Der beiden Quitzows letzte Fahrten
Denjenigen, welche den furchtbaren Streichen des riesigen Wachtmeisters erlagen, war Thomas, mit dessen Fall die Kraft der Räuber zu erlahmen schien. Bald waren sie vollständig überwunden und harrten scharf gefesselt der Entscheidung, welche Dietz über sie fällen würde.
Leider war es aber auch auf der anderen Seite nicht ohne Verluste abgegangen.
Einige der aus den Betlöchern befreiten früheren Genossen der Räuber waren todt und Jobst und auch Cuno hatten Wunden davongetragen.
Beide wiesen jede Besorgniß wegen ihren Verletzungen als unnöthig zurück und Dietz befahl, die Gefesselten abgesondert von einander an Pfeiler und Pfosten des Kellers zu binden, die Todten aber vorläufig abseits zu legen.
Nachdem dies geschehen, wandte er sich zu den, seiner Befehle harrenden Männer, die infolge des von ihnen geleisteten Eides zu ihm gehalten hatten.
»Wo sind die Gefangenen, für welche das Lösegeld noch nicht eingegangen ist?«
»Im Thurme!« entgegneten sofort Mehrere.
»Du, Hinrich, wirst mich dahin führen und Caspar mag mich begleiten.«
»Herr, laßt mich auch mit Euch gehen,« bat Jobst, »ich kenne den Weg in die unterirdischen Gelasse im Thurme ebenso genau, wie Hinrich, und meine Verwundung ist nicht so gefährlich, daß ich Euch im Nothfalle nicht dienlich sein könnte.«
»Meinetwegen,« entschied Dietz. »Euch aber,« sprach er zu den beiden Uchtenhagen und zu Cuno, »bitte ich meiner hier zu warten. Es drängt mich, die Gefangenen persönlich kennen zu lernen. Bald werde ich wieder hier sein.«
Mit diesen Worten verließ er in Begleitung der selbst erwählten drei Begleiter das nach dem eben beendeten erbitterten Kampfe einen grausigen Anblick bietende Gewölbe, auf dessen Fußboden sich große Blutlachen gebildet hatten.

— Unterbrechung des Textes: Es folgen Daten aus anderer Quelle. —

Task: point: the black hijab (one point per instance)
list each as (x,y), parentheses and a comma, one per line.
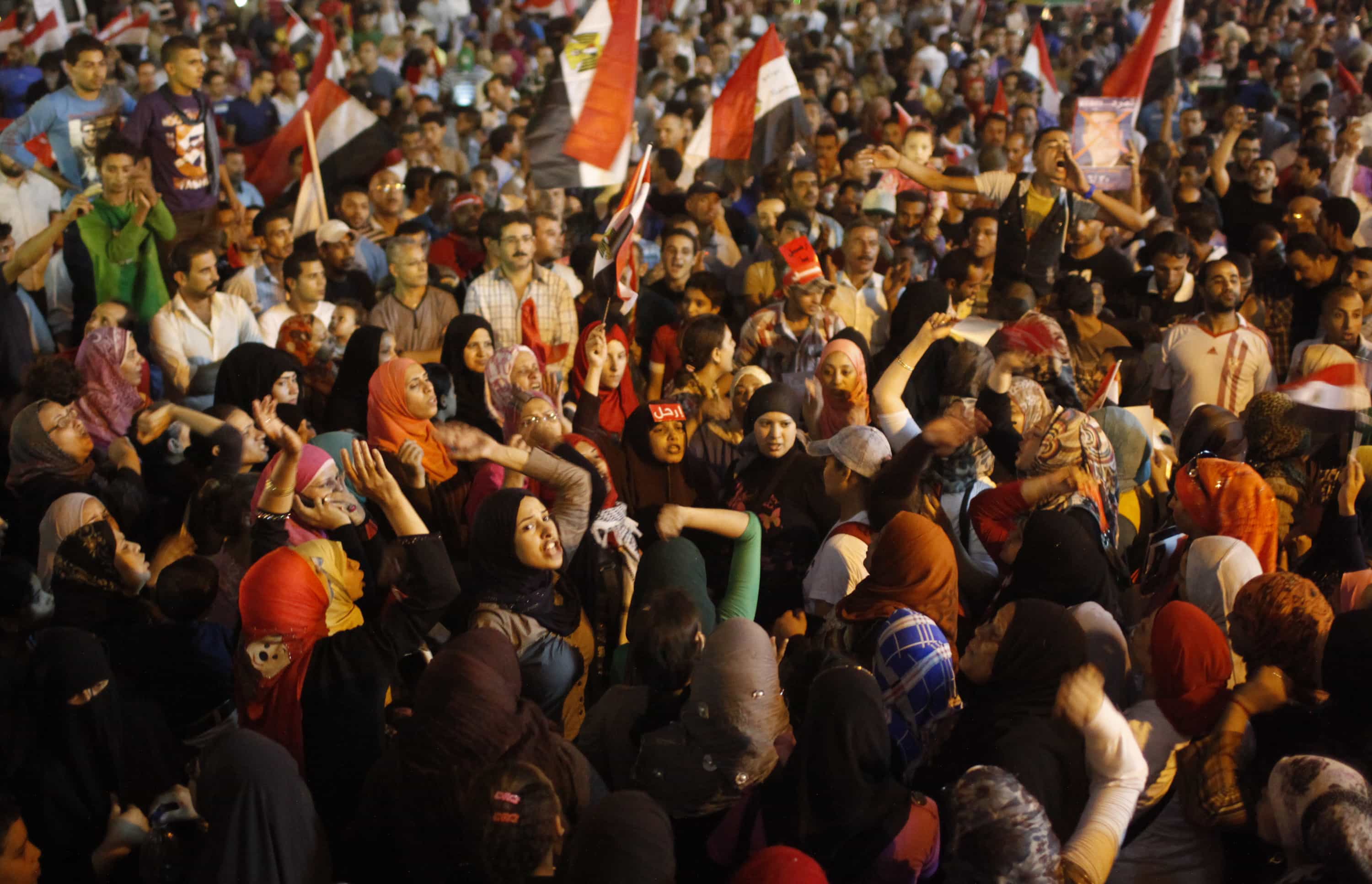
(837,799)
(504,580)
(468,387)
(346,409)
(263,821)
(1062,561)
(247,375)
(1215,430)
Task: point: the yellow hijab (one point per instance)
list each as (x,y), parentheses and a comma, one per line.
(330,565)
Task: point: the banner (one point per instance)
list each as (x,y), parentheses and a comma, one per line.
(1099,135)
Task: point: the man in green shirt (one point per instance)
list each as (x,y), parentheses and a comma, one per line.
(121,232)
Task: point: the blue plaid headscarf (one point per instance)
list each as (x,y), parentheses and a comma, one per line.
(918,682)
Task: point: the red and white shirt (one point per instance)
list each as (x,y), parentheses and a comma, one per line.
(1204,368)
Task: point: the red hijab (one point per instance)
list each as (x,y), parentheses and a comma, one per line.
(1231,499)
(280,595)
(1191,666)
(616,405)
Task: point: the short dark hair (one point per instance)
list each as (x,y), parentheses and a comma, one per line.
(188,251)
(180,43)
(1308,245)
(79,44)
(268,217)
(955,266)
(116,144)
(187,588)
(291,268)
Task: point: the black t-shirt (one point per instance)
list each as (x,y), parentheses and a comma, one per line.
(1242,214)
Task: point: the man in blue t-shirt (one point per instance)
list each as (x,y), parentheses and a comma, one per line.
(76,120)
(176,131)
(253,117)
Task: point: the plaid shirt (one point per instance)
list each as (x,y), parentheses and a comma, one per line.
(767,342)
(492,297)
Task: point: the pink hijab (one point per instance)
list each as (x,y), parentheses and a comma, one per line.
(110,402)
(840,412)
(312,461)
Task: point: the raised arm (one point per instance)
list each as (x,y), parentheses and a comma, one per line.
(887,157)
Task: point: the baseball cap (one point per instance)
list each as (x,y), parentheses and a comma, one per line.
(332,231)
(861,448)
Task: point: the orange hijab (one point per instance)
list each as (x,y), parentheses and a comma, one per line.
(390,423)
(1231,499)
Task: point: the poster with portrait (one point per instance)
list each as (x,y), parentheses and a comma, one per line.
(1099,136)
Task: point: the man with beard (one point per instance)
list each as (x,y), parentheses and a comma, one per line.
(1216,358)
(343,282)
(1341,324)
(1245,203)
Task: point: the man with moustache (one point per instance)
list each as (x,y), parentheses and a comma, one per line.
(1217,358)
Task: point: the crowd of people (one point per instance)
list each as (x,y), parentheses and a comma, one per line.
(932,514)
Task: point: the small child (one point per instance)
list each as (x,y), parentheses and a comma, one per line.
(704,295)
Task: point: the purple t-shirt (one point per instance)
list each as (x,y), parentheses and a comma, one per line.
(180,149)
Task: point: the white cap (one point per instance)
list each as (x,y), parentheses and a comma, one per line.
(861,448)
(332,231)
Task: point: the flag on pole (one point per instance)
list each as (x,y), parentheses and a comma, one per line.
(350,142)
(616,250)
(10,29)
(1337,389)
(1150,69)
(328,64)
(579,136)
(47,36)
(756,118)
(127,29)
(1039,64)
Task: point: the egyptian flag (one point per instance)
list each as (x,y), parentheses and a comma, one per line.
(328,64)
(1039,65)
(1149,72)
(1335,389)
(10,31)
(350,142)
(756,118)
(616,250)
(579,136)
(127,29)
(47,36)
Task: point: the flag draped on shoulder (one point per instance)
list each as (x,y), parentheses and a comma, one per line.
(127,28)
(615,251)
(328,64)
(1150,69)
(759,114)
(350,139)
(579,136)
(1039,65)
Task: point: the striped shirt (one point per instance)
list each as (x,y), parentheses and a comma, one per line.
(492,297)
(1202,368)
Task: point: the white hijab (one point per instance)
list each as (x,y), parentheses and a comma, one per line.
(62,518)
(1217,568)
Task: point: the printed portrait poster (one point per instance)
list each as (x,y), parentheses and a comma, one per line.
(1099,136)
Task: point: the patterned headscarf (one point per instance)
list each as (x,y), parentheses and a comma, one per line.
(1075,439)
(297,338)
(1282,620)
(1231,499)
(1323,813)
(1032,402)
(918,682)
(1001,832)
(498,378)
(110,402)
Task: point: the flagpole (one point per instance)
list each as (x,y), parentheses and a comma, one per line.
(315,165)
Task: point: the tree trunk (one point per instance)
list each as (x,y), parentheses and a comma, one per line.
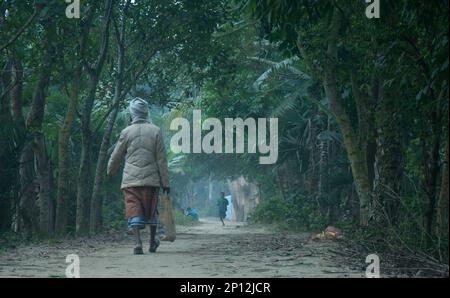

Nur wenige Schritte hatten sie, auf der Oberfläche angelangt, zwischen den Steinhaufen hin zu gehen, als der Führer vor einer Ruine stehen blieb, die in früheren Zeiten wohl den unteren Bestandtheil eines Thurmes gebildet haben mochte. Die runde Bauart des kaum noch zwanzig Fuß hohen, unförmlich dicken Gemäuers gestattete wenigstens einen darauf hinzielenden Schluß, dessen Berechtigung von dem Wachtmeister auch sofort anerkannt wurde:
»Mordelement, Gott straf mich, wenn ich fluche; wenn das Ding aper das Verließ ist, dann hapen die Pfaffen es verstanden, ihre Gefangenen zu verwahren. Das Ungeheuer hat ja keine Thüre, kein Loch zum Einsteigen, kein – kein –«
»Schweig, Caspar,« gebot Dietz, »und Du, Hinrich, führe uns weiter.«
Sie schritten unter der Führung Hinrich’s nach der entgegengesetzten Seite des Gemäuers, und zwar bis dahin, wo ein dichtes, niedriges Gestrüpp unmittelbar an der Mauer wucherte.
Rasch bog Hinrich die Zweige auseinander und es wurde nur ein niedriges Loch in der Mauer sichtbar.
»Durch dieses Loch gelangen wir in die Gefängnisse.«
Dietz warf einen forschenden Blick auf Hinrich.
Er schien ungewiß zu sein, ob dieser hier im Ernst gesprochen oder ein falsches Spiel treibe.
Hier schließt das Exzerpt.